Estonian conductor to head Swiss orchestra
Estonian-born Neeme Järvi, one of the most renowned classical conductors in the world, has been appointed artistic director of the Suisse Romande Orchestra.
The Geneva-based orchestra said 73-year-old Järvi, who shook the former Soviet Union’s music world when he left for the United States in 1980, would take over the post next January and become its chief conductor in 2012.
In both posts he will replace Polish-born Marek Janowski, who has headed the orchestra since 2005 and is the latest in a series of top conductors who have led it since its foundation by Swiss maestro Ernest Ansermet in 1918.
Järvi studied in Leningrad – now St Petersburg – under Soviet maestro Yevgeny Mravinsky and headed Soviet Estonia’s main orchestras. He won several international prizes and was hailed in Moscow as a Soviet cultural icon, gaining major state awards.
But he was known to have chafed at restrictions on what music he could perform and on foreign travel and was allowed to leave the communist-ruled country with his family 30 years ago.

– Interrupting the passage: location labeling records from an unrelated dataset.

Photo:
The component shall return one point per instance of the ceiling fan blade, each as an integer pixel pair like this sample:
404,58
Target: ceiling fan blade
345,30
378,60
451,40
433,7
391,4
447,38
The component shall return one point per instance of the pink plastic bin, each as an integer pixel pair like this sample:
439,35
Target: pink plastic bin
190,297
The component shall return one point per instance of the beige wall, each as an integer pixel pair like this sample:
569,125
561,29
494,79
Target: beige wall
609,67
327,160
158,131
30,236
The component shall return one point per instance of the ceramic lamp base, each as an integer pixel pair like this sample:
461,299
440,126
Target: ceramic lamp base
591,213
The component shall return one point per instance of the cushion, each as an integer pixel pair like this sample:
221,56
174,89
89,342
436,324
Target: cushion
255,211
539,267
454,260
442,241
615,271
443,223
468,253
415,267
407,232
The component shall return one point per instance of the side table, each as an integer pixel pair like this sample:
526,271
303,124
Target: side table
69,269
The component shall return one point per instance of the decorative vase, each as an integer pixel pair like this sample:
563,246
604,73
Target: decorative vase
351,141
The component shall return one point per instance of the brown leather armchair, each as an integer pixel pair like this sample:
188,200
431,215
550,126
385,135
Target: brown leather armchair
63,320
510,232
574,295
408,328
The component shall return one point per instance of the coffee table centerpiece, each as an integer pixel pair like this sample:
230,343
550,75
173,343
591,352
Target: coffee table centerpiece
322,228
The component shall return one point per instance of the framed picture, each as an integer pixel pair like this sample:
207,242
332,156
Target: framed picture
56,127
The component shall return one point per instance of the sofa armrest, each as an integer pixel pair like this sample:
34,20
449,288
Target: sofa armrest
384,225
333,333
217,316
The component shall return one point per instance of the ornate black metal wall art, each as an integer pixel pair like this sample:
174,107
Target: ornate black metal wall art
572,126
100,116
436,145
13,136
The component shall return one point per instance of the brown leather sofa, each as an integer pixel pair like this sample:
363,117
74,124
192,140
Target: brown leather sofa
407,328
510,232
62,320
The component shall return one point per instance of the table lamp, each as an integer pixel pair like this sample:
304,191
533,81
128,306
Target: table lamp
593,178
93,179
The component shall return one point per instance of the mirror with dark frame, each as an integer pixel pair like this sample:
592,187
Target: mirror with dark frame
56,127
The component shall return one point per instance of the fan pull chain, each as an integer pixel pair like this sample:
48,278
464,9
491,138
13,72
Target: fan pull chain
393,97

Järvi took US citizenship in 1987 and has directed and conducted major Western orchestras including Sweden’s Gothenburg Symphony, the Royal Scottish National, the Detroit Symphony and the New Jersey Symphony.
He is currently chief conductor of the Residentie Orchestra in The Hague and musical director of the Estonian National Symphony. A Suisse Romande spokesman said Järvi would continue to combine these posts with his work in Geneva.